Most of my large projects are using Entity Framework. And Entity Framework is known to sometimes create crazy sql requests. Or rather it easily allows developers to create crazy queries. It is really easy to throw couple .Include()
into your query and then return objects as they come from EF:
var products = dbContext.Products.Include(p => p.Tags)
.Include(p => p.Reviews)
.ToList(); // first query
foreach(var prod in products)
{
var reviewers = prod.Reviews.Select(r => r.Owner).ToList(); // N+1
}
The above code is fictional, but most likely will produce N+1 issue. N+1 issue is when you don’t just issue a SELECT
query, but follow up every returned row by another SELECT
query to retrieve related entries. This is caused by EF feature called Lazy Loading. Read better explanation about Lazy Loading problem here. Basically think that your first query for Products returns 1000 records. Then in case of N+1, operation inside of foreach
loop will produce another thousand queries to your database.
This is a well known problem and there are a lot of resources talking about how to fix it. Once you know you have this problem, it is easy to fix. But knowing about it is another matter.
Usually development happens against a database with some test data. This database usually has a few records in each tables, not as much as you would normally have in your production. So when developer introduces N+1, on his local machine the query might execute fast enough not to notice a problem. And when this code is pushed into production, this eventually causes a performance problem.
Another performance problem I found when using EF is throwing away data requested from database. You might have Product
entity with hundreds of properties. And then doing things like this:
var product = dbContext.Products.FirstOrDefault(p => p.ProductId == 42);
return product.Name
EF will generate a query that gets every field of Product
object, serialise that into memory. But you only need a Name
– you throw away all the rest of requested data. This might not sound like much, but if you have BLOB data stored on Product, and your Database Server is not on the same server-rack as you Web-server, network transfer and memory consumption can add up and cause trouble.
Again, once you know there is an issue, it is easy to fix. But how do you know there is an issue??
The easiest way is to look on the queries that are executed by your application. There are a few ways to do that – one of them is to run SQL Server Profiler. But this is a heavy-weight beast that does everything and a kitchen sink. And I can never remember how to configure it correctly so it shows only the stuff I want to see and not every sneeze and scratch that SQL Server does internally. Another recommended way is to use MiniProfiler. I used it, it is cool and easy. Until it craps all over you: have you tried looking on N+1 issue of any sizeable dataset/query? It crashes any browser with amount of DOM elements. It has it’s uses and very nifty, but after a few incidents when I had a real nasty N+1 and had to disable MiniProfiler just to be able to debug, we parted our ways. Now I prefer external profilers.
Express Profiler
I’ve spent some time trying to find a tool that would satisfy all my desires and seems like there is a winner: Express Profiler. It is free and easy to configure. I usually have it running in a background when I write any queries – just to check if page have filled with N+1 queries for related objects requests.
As a rule of a thumb if your application’s page refresh causes profiler’s screen to fill-up with requests you have an N+1 problem. If your Reads
or CPU
count is high, but you don’t really expect a high read query, you might have another problem: getting data, but then throwing it away. But this is less of a rule.

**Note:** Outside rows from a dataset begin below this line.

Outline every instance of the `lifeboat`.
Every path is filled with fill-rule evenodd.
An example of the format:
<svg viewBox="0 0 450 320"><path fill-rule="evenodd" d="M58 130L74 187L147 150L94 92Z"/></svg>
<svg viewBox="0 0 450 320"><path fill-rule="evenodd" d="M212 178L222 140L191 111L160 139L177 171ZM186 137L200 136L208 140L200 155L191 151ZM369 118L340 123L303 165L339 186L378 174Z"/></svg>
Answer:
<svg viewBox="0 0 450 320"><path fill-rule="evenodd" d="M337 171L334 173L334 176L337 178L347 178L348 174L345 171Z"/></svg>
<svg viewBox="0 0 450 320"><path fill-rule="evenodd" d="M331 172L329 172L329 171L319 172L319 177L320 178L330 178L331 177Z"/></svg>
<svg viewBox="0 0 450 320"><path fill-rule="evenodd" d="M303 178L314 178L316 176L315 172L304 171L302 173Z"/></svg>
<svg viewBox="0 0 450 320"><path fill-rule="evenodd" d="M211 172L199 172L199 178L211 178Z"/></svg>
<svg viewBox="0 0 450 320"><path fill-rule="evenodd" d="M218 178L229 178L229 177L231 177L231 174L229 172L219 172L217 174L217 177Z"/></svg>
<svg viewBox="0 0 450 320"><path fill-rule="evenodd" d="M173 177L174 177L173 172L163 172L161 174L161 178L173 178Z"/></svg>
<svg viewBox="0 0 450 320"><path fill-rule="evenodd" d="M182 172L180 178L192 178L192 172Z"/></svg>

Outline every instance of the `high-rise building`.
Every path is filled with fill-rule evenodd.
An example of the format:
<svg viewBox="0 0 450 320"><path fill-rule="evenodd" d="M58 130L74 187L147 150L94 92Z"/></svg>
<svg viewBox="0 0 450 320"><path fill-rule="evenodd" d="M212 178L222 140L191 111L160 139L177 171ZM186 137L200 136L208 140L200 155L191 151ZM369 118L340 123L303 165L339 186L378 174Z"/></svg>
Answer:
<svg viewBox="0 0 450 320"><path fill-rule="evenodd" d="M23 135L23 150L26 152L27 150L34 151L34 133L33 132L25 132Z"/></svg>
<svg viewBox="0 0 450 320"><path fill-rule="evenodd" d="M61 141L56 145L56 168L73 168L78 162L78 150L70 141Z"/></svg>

If your query is very long, does many joins and returns many fields. But you actually use only a handful of fields from that object:
Then you definitely getting all this data then throwing it away data, wasting network bandwidth and memory.
Usage
One thing that I always do when use Express Profiler is exclude connection reset
events. You can do this by adding exclusion of %sp_reset_connection%
to the default set of filters:
And then always run profiler with filters:
Conclusion
If you are using any type of ORM: EF or NHibernate or any other where you don’t write queries by hand, Express Profiler is a must have tool. And it must be running on your machine whenever you write DB-related code.
So go to https://expressprofiler.codeplex.com/ download, install and use it!
p.s. I’m not in any way related to the tool promoted here.